Старика заметно качнуло.
– А наливки-то, видно, Михайлыч, ты порядочно выпил? – укоризненно произнес Кисельников. – А я еще надеялся на тебя, Михайлыч!
– И можно надеяться. Глянь, постели устроил. Твоя – там, моя – здесь.
– Мягкая у тебя постель? Да, кажется, коротка тебе?
– Зачем коротка? Гляди! – И старик, забравшись на устроенное им ложе из дорожных пуховиков и тулупов, чуть не с головой ушел в мягкие подушки. – Хор-ро-шо, – с наслаждением потягиваясь, сказал он.
– Ты полежи, а я сейчас приду, – промолвил Александр Васильевич, и ушел, оставив своего верного дядьку сладко дремлющим на мягком ложе.
В гостиной Кисельникова дожидались Свияжский и Лавишев.
– Куда вы запропастились? – спросил последний. – Я думаю, что у Иберкампфа уже тьма народа. Фрак на вас – что влитой. Едем, господа! Григорий!

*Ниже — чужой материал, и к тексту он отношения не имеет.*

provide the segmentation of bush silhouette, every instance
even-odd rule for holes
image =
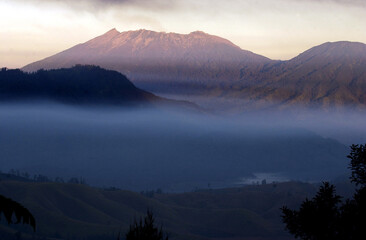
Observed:
[[[29,224],[36,231],[36,221],[28,209],[14,200],[0,195],[0,217],[2,213],[8,224],[22,222],[23,224]],[[15,216],[16,222],[13,222],[13,216]]]
[[[347,156],[351,182],[360,186],[352,199],[341,202],[335,187],[327,182],[312,200],[305,199],[299,210],[282,207],[286,229],[304,240],[366,239],[366,144],[352,145]]]
[[[140,221],[135,219],[130,225],[126,240],[168,240],[168,236],[164,234],[162,227],[155,226],[155,217],[148,210],[144,219],[140,218]]]

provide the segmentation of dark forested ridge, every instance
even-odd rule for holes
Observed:
[[[194,104],[167,100],[135,87],[124,75],[97,66],[0,71],[0,101],[53,101],[77,105],[154,106],[195,108]]]
[[[136,88],[118,72],[96,66],[75,66],[35,73],[2,69],[0,99],[126,105],[132,102],[146,104],[160,98]]]
[[[145,195],[81,184],[0,181],[0,194],[26,206],[46,239],[113,239],[151,209],[169,239],[291,239],[280,207],[297,207],[317,185],[270,183],[190,193]],[[28,229],[31,233],[31,229]],[[17,230],[0,225],[0,233]],[[23,238],[27,239],[23,231]],[[11,238],[12,239],[12,238]]]

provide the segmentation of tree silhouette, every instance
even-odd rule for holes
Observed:
[[[299,211],[283,207],[283,222],[296,238],[336,239],[340,199],[335,187],[325,182],[312,200],[306,199],[301,204]]]
[[[33,228],[33,231],[36,231],[36,221],[28,209],[23,207],[20,203],[0,195],[0,217],[2,213],[8,224],[18,224],[22,222],[23,224],[29,224]],[[16,222],[13,222],[14,216]]]
[[[352,199],[341,203],[335,187],[323,183],[312,200],[305,199],[298,211],[282,207],[286,229],[304,240],[366,239],[366,144],[352,145],[347,156],[351,159],[351,182],[360,188]]]
[[[126,240],[168,240],[168,236],[164,234],[162,227],[155,226],[155,217],[148,210],[144,219],[140,218],[139,222],[135,219],[130,225]]]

Лошади поданы?
– Поданы, – издали откликнулся лакей.
– Трогаемся: голод – не тетка. Меня ждет фриштык, фри-иш-тык! О, блаженство!

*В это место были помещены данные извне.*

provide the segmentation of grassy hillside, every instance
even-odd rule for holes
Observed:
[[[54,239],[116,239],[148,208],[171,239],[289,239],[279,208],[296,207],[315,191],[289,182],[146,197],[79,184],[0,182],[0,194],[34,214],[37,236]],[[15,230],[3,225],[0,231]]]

Лавишев что-то засвистел, и предводимые им Свияжский и Кисельников пошли через анфиладу комнат к выходу.
У подъезда ждала чудная английская коляска, запряженная парным цугом четырьмя белоснежными жеребцами в сбруе с посеребренными бляхами, со сверкающими блестками султанчиками из перьев над холками.

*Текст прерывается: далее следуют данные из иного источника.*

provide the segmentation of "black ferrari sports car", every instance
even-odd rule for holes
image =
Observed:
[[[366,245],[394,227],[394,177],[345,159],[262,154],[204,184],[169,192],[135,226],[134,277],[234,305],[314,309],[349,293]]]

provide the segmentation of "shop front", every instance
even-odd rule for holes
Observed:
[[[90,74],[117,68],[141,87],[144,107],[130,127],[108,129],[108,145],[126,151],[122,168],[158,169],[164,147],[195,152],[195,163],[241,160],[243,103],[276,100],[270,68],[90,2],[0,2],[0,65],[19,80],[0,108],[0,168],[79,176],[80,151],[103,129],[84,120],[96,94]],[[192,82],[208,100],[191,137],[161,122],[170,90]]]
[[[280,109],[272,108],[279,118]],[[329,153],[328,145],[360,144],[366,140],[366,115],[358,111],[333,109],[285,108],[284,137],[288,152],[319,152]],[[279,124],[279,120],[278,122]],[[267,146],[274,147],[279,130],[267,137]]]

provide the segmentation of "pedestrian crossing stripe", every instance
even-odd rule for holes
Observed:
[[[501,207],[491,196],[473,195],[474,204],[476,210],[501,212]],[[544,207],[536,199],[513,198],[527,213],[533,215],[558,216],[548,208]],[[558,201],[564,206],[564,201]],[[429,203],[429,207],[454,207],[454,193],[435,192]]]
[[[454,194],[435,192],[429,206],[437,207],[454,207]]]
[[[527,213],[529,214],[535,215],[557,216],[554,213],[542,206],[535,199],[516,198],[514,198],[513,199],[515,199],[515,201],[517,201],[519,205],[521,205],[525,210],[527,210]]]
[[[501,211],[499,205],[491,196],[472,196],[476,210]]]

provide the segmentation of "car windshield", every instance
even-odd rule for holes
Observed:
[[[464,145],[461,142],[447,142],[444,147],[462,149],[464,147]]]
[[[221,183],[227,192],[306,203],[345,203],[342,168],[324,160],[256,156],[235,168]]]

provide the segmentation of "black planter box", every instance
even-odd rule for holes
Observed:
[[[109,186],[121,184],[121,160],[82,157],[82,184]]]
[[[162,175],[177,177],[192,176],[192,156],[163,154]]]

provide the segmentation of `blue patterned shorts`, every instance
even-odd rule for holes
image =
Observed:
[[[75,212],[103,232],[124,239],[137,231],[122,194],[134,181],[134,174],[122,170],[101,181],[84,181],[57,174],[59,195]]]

Усевшись в экипаж, Петр Семенович коротко крикнул кучеру: «К Иберкампфу!». Возница не переспросил, ему было хорошо известно это злачное место веселящихся петербуржцев того времени.
IV
Можно было подумать, что у Лавишева полный город знакомых: он то и дело снимал свою вощанковую шляпу и кланялся направо и налево. Изредка его примеру следовал и молодой Свияжский. Один только Александр Васильевич сидел неподвижно, рассеянно блуждая взглядом по лицам прохожих и проезжающих, по фасадам красивых зданий. Все ему здесь было незнакомо и чуждо. Он готов был бы думать, что видит сон, если бы чужой фрак не резал под мышками, да сидевший напротив него Николай Андреевич не обращал его внимания на какую-нибудь промчавшуюся в блестящем экипаже львицу света или полусвета да не указывал на тот или другой из домов, чем-либо замечательных.
На обращенные к нему фразы спутников Кисельников отвечал коротко, улыбался, старался принять веселый вид, но на самом деле ему было не по себе. Чем-то фальшивым, неестественным веяло на него от всего окружающего, начиная с нарумяненных и набеленных лиц господ и барынь и кончая подстриженными деревьями вдоль Невского проспекта. Провинциал, выросший на лоне природы, не мог отдать себе ясный отчет, что, в сущности, ему не нравится: все, казалось бы, было красиво, изящно, но почему-то не лежало его сердце к этой кипевшей вокруг него жизни на новый образец.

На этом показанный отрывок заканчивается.